Lázaro Peña, la cultura como arma, expresión y espíritu del pueblo

En este artículo: Los Sitios, La Habana, Lázaro Peña, trabajadores cubanos, político, dirigente, derechos obreros, proyectos culturales



Por Airam Fernández Casas/ Radio Cadena Agramonte.
airam@rcagramonte.icrt.cu


El 29 de mayo de 1911, en la barriada de Los Sitios, en La Habana, nació Lázaro Peña, quien más tarde se convertiría en líder innato de los trabajadores cubanos.

Aunque su relevancia como político y dirigente la alcanzó por su labor en la conquista de los derechos obreros, también ideó innumerables proyectos culturales, una faceta de su vida poco conocida pero que también marcó el camino de su lucha.


De niño quiso ser violinista pero, huérfano de padre e hijo de una despalilladora, se vio obligado a renunciar a la escuela y a la infancia para ganarse el pan en una tabaquería.
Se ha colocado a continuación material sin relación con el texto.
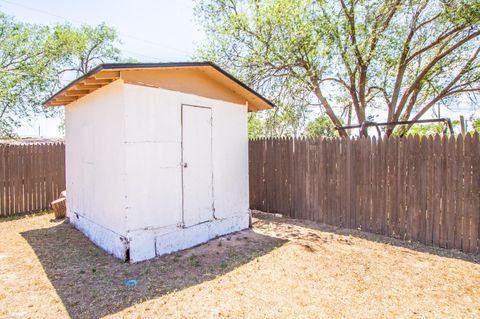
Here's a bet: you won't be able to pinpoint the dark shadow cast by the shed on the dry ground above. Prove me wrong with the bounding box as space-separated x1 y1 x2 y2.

Quizás este anhelo truncado trazó su posterior propósito de alentar el crecimiento espiritual de los trabajadores desde las filas sindicales.

Desde muy temprana edad, y desde el puesto de lector de tabaquería, Lázaro Peña desarrolló una gran afición por la lectura lo cual le permitió alcanzar un amplio perfil cultural de forma autodidacta, y un admirable estilo como escritor.

Desde la constitución de la CTC, en enero de 1939, El “Capitán de la clase obrera”, como lo calificara Fidel, asumió entre sus responsabilidades más importantes la de proporcionar educación a los trabajadores, y a este objetivo se dirigió la salida de la revista CTC y del espacio radial La CTC en el aire.

También fue artífice de la fundación de escuelas de capacitación de dirigentes, la creación de la Comisión Nacional de Cultura y la Secretaría de Educación.

En su condición de representante a la Cámara y secretario general de la organización obrera, presentó ante el Congreso de la República en 1941 un Proyecto de Ley de Defensa del Artista Nacional, destinado a proteger los intereses de los trabajadores del sector cultural,  y desarrolló una ardua  campaña a favor de los vinculados a la industria cinematográfica y al teatro.

Emprendió, además, gestiones ante el Ministerio del Trabajo en demanda de que incluyera a músicos y actores en los beneficios de las leyes de Descanso Retribuido y de Maternidad Obrera.

Durante los años al frente de la organización obrera, los asalariados cubanos también pudieron disfrutar, por una módica suma, de grandes estrellas internacionales que se presentaban en el Teatro Popular contratadas por Peña.

Aunque en aquella época su lucha fue ardua, estos proyectos sólo fueron consolidados después de 1959 a través de la obra cultural llevada a cabo por la Revolución, proceso en el que Lázaro Peña desempeñó un papel relevante. Dos ejemplos de su labor fueron el impulso brindado al movimiento de aficionados y la fundación del Coro de la CTC.

Con una sensibilidad oculta para lo artístico, lo literario,  lo plástico, y lo musical, al decir de Juan Marinello, Lázaro Peña esgrimió la cultura como arma, y la concibió como expresión y espíritu de su pueblo.